This webpage is part of the broader Equitable Community Engagement Guide for Disability Inclusion. This Guide can also be accessed as a downloadable document: Equitable Community Engagement Guide for Disability Inclusion (MS Word).
It is important that we commit ourselves to continuous improvement and learning. Evaluating your community engagement is one process to advance this commitment. Evaluation should focus both on the impact of the community engagement as well as the effectiveness of the processes.

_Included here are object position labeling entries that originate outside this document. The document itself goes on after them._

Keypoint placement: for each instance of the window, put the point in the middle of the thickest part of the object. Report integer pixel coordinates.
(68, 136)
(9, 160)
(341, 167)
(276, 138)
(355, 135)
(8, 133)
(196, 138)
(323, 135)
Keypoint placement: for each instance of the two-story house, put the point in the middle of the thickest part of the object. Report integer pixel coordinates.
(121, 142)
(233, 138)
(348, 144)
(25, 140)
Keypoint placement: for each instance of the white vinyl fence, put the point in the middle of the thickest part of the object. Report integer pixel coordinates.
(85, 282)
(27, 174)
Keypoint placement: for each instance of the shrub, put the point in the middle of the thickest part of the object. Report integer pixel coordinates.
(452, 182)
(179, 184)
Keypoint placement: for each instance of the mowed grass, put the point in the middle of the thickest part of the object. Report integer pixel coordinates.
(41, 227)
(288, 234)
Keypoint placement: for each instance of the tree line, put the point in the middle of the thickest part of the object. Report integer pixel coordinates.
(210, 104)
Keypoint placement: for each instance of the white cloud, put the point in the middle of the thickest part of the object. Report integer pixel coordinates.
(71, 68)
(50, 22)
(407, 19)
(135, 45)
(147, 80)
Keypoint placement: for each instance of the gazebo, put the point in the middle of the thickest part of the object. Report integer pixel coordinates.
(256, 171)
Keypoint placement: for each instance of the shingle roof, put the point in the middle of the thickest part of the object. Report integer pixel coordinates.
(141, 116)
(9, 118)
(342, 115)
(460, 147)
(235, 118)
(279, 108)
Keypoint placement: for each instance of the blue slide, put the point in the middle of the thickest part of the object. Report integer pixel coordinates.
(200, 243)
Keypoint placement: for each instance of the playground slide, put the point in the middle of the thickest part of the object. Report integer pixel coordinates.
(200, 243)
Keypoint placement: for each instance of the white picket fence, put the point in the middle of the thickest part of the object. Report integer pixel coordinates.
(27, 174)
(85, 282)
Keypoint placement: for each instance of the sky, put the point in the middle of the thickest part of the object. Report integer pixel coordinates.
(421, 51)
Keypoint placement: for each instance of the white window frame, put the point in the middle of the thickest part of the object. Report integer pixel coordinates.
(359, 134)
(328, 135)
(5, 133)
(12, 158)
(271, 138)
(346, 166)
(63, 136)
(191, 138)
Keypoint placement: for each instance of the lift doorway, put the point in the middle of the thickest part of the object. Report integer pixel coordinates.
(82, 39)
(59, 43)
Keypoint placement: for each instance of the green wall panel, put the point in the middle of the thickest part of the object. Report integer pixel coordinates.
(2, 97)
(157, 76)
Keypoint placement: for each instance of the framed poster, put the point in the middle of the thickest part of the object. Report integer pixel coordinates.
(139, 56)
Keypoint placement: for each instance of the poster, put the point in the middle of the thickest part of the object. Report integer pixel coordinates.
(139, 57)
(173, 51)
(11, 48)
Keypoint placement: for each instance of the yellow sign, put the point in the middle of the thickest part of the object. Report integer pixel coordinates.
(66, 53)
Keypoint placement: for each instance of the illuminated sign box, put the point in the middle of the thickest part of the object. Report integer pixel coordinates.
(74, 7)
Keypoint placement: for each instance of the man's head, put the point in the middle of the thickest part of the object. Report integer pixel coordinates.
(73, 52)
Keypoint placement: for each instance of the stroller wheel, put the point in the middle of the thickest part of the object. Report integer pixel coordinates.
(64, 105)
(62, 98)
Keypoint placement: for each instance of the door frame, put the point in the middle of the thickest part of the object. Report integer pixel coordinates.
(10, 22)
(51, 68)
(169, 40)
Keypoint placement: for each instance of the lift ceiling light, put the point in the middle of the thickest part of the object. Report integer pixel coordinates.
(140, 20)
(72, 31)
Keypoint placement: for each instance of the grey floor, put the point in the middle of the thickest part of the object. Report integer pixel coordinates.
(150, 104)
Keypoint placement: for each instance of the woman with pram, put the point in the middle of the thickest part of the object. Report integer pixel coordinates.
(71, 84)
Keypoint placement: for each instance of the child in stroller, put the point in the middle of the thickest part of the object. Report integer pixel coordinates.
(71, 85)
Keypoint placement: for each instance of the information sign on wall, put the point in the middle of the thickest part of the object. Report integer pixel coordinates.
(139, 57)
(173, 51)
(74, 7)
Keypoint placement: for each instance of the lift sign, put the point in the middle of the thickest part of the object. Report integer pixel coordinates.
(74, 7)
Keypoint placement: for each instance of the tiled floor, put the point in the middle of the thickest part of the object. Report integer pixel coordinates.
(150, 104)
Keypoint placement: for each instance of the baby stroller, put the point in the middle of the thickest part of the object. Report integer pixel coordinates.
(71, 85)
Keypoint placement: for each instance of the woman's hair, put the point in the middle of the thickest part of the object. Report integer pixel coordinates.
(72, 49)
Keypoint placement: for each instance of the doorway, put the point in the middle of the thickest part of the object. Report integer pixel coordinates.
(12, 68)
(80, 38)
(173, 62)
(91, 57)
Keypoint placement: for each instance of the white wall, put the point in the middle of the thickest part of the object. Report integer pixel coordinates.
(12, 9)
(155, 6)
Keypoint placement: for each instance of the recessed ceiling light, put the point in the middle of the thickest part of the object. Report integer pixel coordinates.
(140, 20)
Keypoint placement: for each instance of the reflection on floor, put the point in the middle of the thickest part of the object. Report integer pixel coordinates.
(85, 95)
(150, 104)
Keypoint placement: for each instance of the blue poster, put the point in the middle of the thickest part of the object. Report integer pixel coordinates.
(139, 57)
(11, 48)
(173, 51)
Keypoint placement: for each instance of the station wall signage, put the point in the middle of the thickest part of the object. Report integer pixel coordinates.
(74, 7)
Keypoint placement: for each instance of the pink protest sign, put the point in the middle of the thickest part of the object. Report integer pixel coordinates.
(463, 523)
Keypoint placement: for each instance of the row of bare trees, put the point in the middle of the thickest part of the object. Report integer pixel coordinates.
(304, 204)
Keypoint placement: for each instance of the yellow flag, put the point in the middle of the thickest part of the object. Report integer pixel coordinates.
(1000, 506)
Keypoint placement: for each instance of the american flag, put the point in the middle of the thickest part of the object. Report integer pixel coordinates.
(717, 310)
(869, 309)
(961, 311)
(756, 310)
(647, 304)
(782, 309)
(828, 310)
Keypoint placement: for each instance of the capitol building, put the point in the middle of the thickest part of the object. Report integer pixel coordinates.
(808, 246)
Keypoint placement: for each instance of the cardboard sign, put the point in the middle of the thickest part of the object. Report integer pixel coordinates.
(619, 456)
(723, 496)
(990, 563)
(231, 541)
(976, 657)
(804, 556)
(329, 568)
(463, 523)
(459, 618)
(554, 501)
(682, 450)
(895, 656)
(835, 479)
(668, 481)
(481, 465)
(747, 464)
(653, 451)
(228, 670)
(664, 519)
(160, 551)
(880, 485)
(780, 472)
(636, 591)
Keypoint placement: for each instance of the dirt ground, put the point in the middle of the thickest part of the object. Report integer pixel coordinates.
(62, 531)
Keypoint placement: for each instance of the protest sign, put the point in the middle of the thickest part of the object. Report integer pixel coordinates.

Rowe and Frewer's "Nine Criteria Approach" to Evaluation
Criteria | Evaluation |
---|---|
Representativeness | Do participants comprise a broadly representative sample of the affected community? |
Independence | Was the community engagement conducted in an independent, unbiased manner? |
Early involvement | How early was the community engagement during the decision-making and implementation process? |
Influence | Did the output of the community engagement have a genuine impact on the project? |
Transparency | Was the community able to see and understand what was going on and how decisions were being made? |
Resources | Did participants have access to appropriate and sufficient resources to enable them to fulfill their designated role? |
Task definition | Was the nature and scope of the participation task clearly defined so participants knew what was required of them and why? |
Structured decision-making | Did the mechanisms of the participation exercise allow for fair and accurate information exchange? |
Cost-effectiveness | Was the public engagement cost-effective from he point of view of the sponsors? |
Source: A White Paper on Challenges and Advancements in Evaluating Public Participation (PDF)
Reflexivity
Evaluation can also include the practice of reflexivity, or acknowledging your role in the community engagement. Ask yourself how your power and postionality may have impacted the work, what preconceptions you held during the community engagement, and how you can continue your individual commitment to learning as a tool to improve your community engagement.